JPMorgan Chase and the Department of Justice have tentatively agreed to a $13 billion civil settlement to resolve several investigations into the bank's mortgage securities business, according to a U.S. official familiar with the negotiations.
Mortgage-backed securities and related derivatives were a key cause of the financial crisis, saddling financial institutions with losses as the housing market cratered.
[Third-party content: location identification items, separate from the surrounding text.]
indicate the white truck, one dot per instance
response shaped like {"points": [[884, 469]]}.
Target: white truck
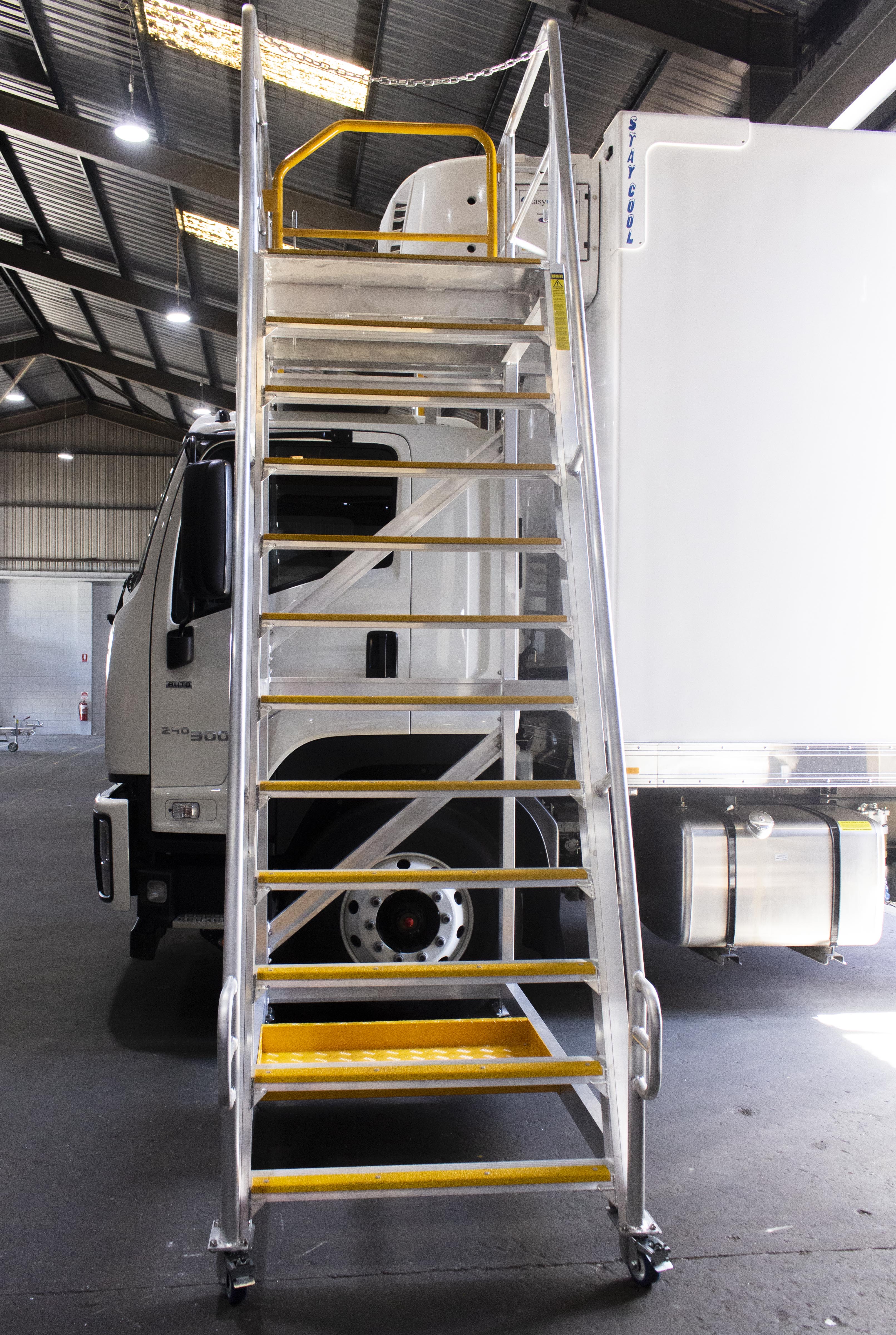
{"points": [[742, 282]]}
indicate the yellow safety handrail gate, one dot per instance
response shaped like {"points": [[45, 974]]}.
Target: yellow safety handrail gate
{"points": [[273, 198]]}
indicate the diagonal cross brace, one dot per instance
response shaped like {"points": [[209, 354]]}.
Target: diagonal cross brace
{"points": [[386, 839], [411, 521]]}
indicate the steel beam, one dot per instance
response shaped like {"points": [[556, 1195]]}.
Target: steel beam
{"points": [[845, 71], [71, 409], [101, 284], [197, 175]]}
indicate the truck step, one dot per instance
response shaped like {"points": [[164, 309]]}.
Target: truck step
{"points": [[394, 621], [469, 704], [429, 396], [423, 1179], [396, 879], [374, 542], [401, 1055], [463, 971], [297, 466]]}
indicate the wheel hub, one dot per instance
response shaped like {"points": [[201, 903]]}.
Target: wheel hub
{"points": [[411, 924]]}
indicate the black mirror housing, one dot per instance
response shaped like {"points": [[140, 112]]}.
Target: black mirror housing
{"points": [[206, 529]]}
If completed, the settlement would be substantially larger than any law enforcement officials have secured from a single institution in connection with the crisis.
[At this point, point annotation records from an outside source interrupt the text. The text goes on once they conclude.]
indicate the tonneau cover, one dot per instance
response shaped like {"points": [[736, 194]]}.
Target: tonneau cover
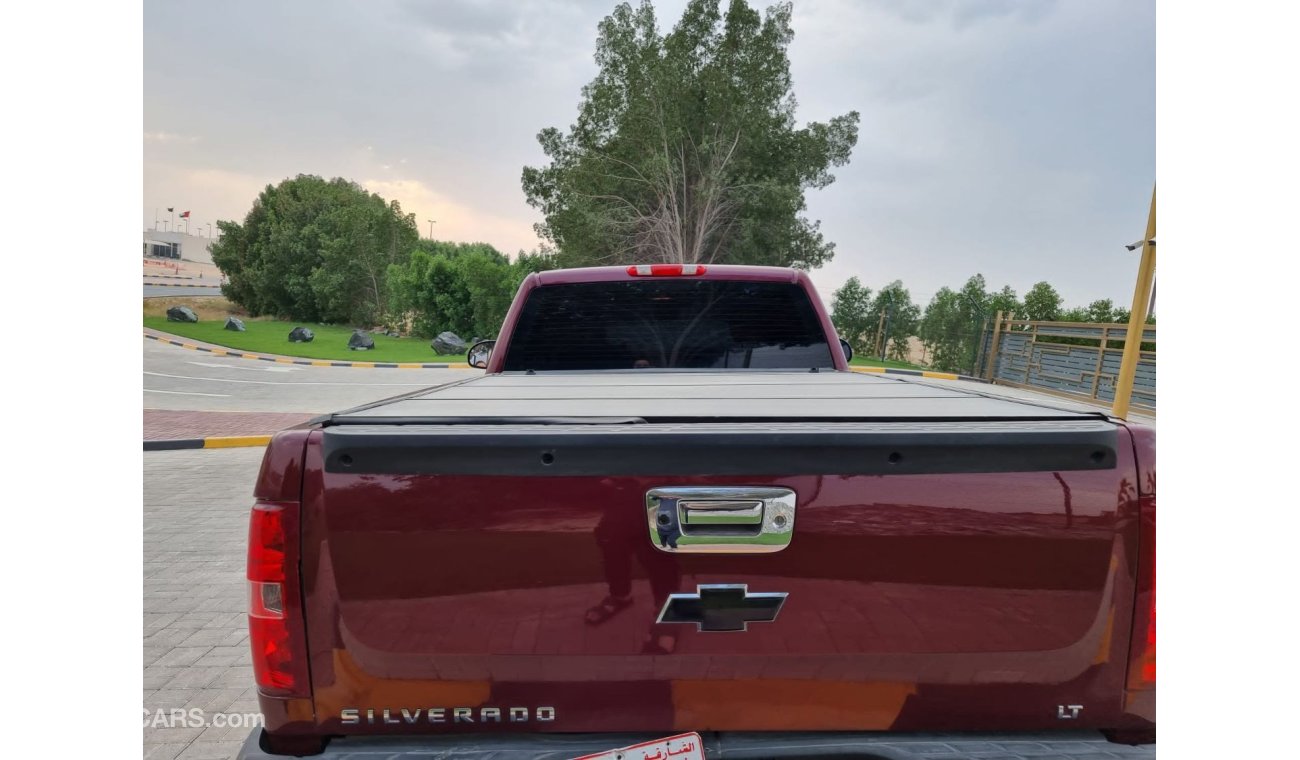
{"points": [[745, 424], [698, 395]]}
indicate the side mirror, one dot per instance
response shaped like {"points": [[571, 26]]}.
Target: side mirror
{"points": [[479, 354]]}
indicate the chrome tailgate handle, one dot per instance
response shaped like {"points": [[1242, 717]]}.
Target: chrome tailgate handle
{"points": [[720, 519]]}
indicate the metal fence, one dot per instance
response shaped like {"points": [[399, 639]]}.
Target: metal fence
{"points": [[1070, 359]]}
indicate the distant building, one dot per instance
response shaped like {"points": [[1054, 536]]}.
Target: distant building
{"points": [[170, 244]]}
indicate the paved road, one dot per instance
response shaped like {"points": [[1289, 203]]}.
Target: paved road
{"points": [[160, 291], [178, 378], [195, 595]]}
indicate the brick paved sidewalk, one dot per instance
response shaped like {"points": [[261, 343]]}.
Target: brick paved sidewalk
{"points": [[195, 598], [169, 425]]}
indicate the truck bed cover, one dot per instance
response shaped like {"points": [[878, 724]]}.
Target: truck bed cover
{"points": [[745, 424], [700, 395]]}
The settlement includes $9 billion in fines and penalties and $4 billion in 'consumer relief,' including home loan modifications, the official said.
A federal criminal investigation based in Sacramento continues, and the deal does not include a non-prosecution agreement that JPMorgan Chase (JPM, Fortune 500) had originally insisted be part of the deal, the official said.
As the criminal case develops, JPMorgan Chase has agreed to assist in an investigation that is pursuing possible charges against individuals, the official told CNN.
JP Morgan Chase declined to comment to CNN.
“Jamie Dimon, someone who–for those of us who have covered him, he's someone many people thought could be a treasury secretary someday,” CNN Chief Business Correspondent Christine Romans reports. “Now he’s being made to pay for what are the worst, worst offenses of the mortgage-backed security crisis.